Although my first exposure to the song was via the stereotypical road trip, my real connection to Hotel California came from a much more commercial avenue. Guitar Hero, where spotty teens with warbling, crackling voices go to sing their hearts out, was where I really memorised the lyrics of the song. Never having mastered the finicky, nefarious buttons of the plastic guitar (let alone a real guitar), I was assigned the much abhorred role of singer.
Despite the flat, monotonous quality of my voice, it allowed me to really absorb the words of what I was singing. The opening lines read:
On a dark desert highway, cool wind in my hair
Warm smell of colitas, rising up through the air
Immediately you are given a perfect visual, your olfactory senses are stimulated, and without knowing it, you are transported to a highway somewhere in California. Rumoured to be about heroin addiction or Satanic worship, drummer and co-lead vocalist for the album Don Henley has said that the song was much more mundane in origin. “Hotel California was our interpretation of the high life in Los Angeles,” he said.
But one of my favourite things about this song is its beautiful and poetic lyricism. A grand, all-encompassing allegory which is as entertaining as it is a literary triumph, it wove a vivid tale about a weary traveller who checks into the fictional ‘Hotel California’, which turns out to be a nightmarish place where, ”you can check out anytime you like, but you can never leave”. It was a metaphor for the hedonistic lifestyle of Los Angeles in the Seventies; the dark underbelly of the American Dream. Something that Henley and his band “knew a lot about”.
New Kid in Town was another another one of my favourites from the album.
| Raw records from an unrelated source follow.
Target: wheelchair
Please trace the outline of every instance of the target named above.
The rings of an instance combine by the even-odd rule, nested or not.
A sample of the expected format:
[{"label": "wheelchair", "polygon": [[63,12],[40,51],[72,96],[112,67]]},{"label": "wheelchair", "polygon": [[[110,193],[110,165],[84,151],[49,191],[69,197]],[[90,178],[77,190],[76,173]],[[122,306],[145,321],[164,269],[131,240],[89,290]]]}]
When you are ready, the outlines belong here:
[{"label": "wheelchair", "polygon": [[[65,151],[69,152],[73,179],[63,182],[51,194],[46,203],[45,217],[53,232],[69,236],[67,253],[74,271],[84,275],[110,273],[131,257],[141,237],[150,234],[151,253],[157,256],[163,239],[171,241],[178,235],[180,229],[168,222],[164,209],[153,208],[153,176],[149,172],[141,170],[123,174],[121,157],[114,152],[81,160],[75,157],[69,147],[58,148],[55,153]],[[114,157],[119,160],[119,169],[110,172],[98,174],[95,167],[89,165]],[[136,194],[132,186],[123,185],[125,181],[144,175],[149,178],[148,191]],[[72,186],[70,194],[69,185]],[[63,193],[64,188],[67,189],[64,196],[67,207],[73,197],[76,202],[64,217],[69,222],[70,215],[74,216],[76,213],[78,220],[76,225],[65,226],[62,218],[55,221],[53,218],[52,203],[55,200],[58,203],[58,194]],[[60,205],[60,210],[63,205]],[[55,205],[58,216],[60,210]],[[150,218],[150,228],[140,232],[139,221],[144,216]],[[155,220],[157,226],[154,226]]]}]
This time it was Glenn Frey singing the lead vocals, with Don Henley singing main harmony vocals. Randy Meisner strums on a guitarrón mexicano in the background, while Joe Walsh plays the electric organ. Henley has said the song is about, “the fleeting, fickle nature of love and romance. It’s also about the fleeting nature of fame, especially in the music business.” A hazy, ambient arrangement of soft guitar helps the illustrate the recurrent theme of Californian dreamin’.
But my absolute favourite track on the album, even more so than Hotel California, would have to be The Last Resort. It details a rich meta-narrative of the great push of settlers westwards, their journey and its subsequent expansion destroying the path along the way to the very paradise they seek. It has a strong environmentalist theme, unusual back in those times of rampant consumerism and mindless development.
In a 1978 interview with Rolling Stone, Henley stated that The Last Resort was one of his favourite songs, specifically because it departed from hedonistic theme of the rest of the album to say something meaningful. In a message that still rings true today, Henley said darkly, “We have mortgaged our future for gain and greed”.
In a story about the promise of the American dream, the land of El Dorado, not everyone can be a winner. And in this case the loser is the environment. The the fourth verse is particularly effective at illustrating the insatiable greed of unchecked development:
Some rich men came and raped the land,
Nobody caught ’em
Put up a bunch of ugly boxes, and Jesus,
people bought ’em
In a line which still gives me chills whenever I hear it, Henley finishes off the song with a phrase which perfectly communicates humanity’s entire relationship with the environment:
They call it paradise
I don’t know why
You call someplace paradise,
kiss it goodbye.
It is so powerful in its simplicity and eloquence, that it’s impossible not to be moved. Henley said this was the entire gist of the song, that, “When we find something good, we destroy it by our presence — by the very fact that man is the only animal on earth that is capable of destroying his environment.”
Being the last song of the album, it ends on a pretty nihilistic tone. Henley finishes the song with a long, drawn out note of resignation; the soft, melancholic howl of a falling melody to cap off it all off. I feel that this album, to me, is a testament to the power of good songwriting. You don’t have to have to biggest sound, or the most distinct. But if you are an effective communicator, and you have a story to tell, that will manifest itself in ways that will touch people no matter how much time goes on. And Hotel California, being critically and commercially acclaimed ever since its release, will continue to stand the test of time as a classic.